Please see the first part of this other answer of mine and links therein. You want to detect a string. Making curl fail according to HTML error code seems more elegant. If it's possible to get the desired result this way then it's the Right Way.
Otherwise use the following general-purpose shell function:
failon() (
pattern="$1"
shift
[ "$#" -eq 0 ] && set cat
FAILON_STATUS="${FAILON_STATUS:-125}"
set -o pipefail
{ "$@" \
| tee -p /proc/self/fd/3 \
| { grep -q -- "$pattern" && return "$FAILON_STATUS" || return 0; }
} 3>&1
)
Usage:
failon [pattern [command [arg...]]]
The main purpose of the function is to return non-zero exit status if the output of command [arg...] contains a line matching the pattern. The output is printed to the stdout of the function, regardless of whether there is a match or not.
Example:
failon ERROR curl …
Notes and explanations:
The pattern is supplied as-is to grep, so it's a regex. An empty or undefined pattern will match any line, if only there is a line.
The function should work in bash, zsh and many other shells. AFAIK the shell syntax I used is portable. Non-portable things are independent from the shell, except set -o pipefail which belongs to the shell and it's not portable. I mean not yet. It's widely supported and it's going to be added to the POSIX standard.
Thanks to pipefail, if the pattern is not found and tee doesn't fail (normally it shouldn't fail) then the function will return the exit status of the specified command (e.g. curl).
If the pattern is found then the function will return 125. I chose 125 because:
You can adjust this number to your needs via FAILON_STATUS environment variable. E.g. FAILON_STATUS=120 failon …. Note FAILON_STATUS=0 is technically valid but rather useless.
tee -p is not portable. Without -p tee will exit if it gets SIGPIPE after grep exits early. grep -q exits as soon as it finds the pattern. Thanks to -p tee will relay its whole input to /proc/self/fd/3 (which is ultimately the stdout of the function), even if grep exits early.
If you tee does not support -p, the most straightforward workaround is to use grep -- "$pattern" >/dev/null. Now grep will silently process all the data, it will not exit early. The downside is it will do unnecessary job matching lines after the pattern is first found.
/proc/self/fd/… is not portable; hopefully your OS supports it. Even if it doesn't, there's always a method of curl … | tee /temporary/file followed by ! grep -q ERROR /temporary/file to get falsy exit status upon ERROR. This method is quite straightforward and KISS, but:
in one of your comments you said you don't want to save the output to a file;
in general it's not easy to safely and reliably create a /temporary/file; mktemp is the right tool, but it's not specified by POSIX.
In zsh you can do "$@" >&3 | { grep -q … (instead of "$@" | tee … | { grep -q …) and thus get rid of tee -p /proc/self/fd/3 and any potential problem from it.
-- is explained here: What does -- (double-dash) mean?
If command is not specified then the function will use cat.
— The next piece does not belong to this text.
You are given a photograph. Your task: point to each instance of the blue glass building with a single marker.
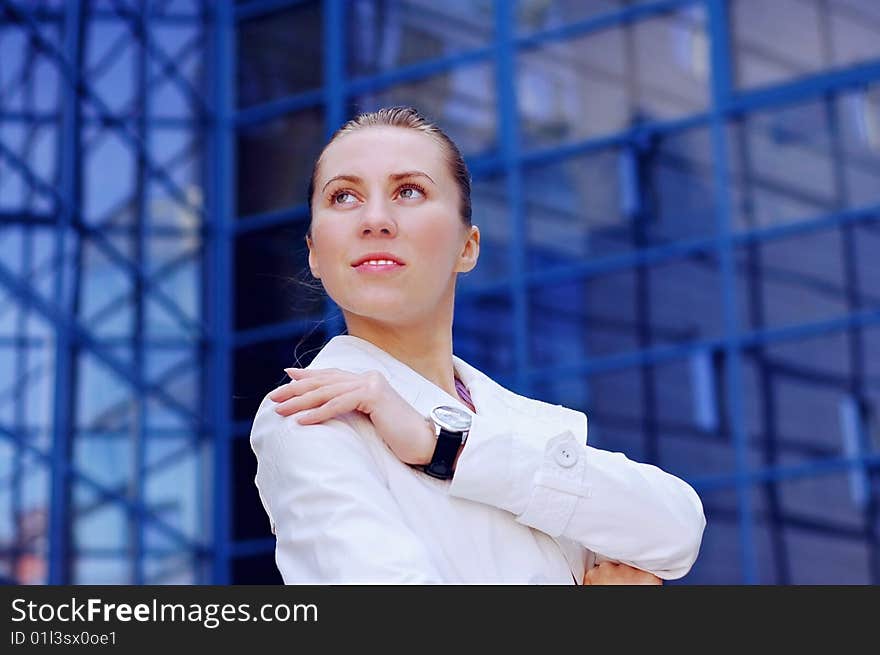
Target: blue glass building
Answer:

This allows you to use failon as a "filter":
curl … | failon ERROR
Note it's easy to lose the exit status of curl this way. On the other hand it's possible to do this:
curl … | failon ERROR | failon WARNING
and examine PIPESTATUS (in bash) or pipestatus (in zsh) to detect ERROR and WARNING in the output independently.
Some programs change their behavior, depending on stdout being a terminal, a pipe or a regular file (see how to trick a command into thinking its output is going to a terminal). Our function internally uses a pipe, so in some cases the output from failon foo program will be different than the output from the same program invoked directly.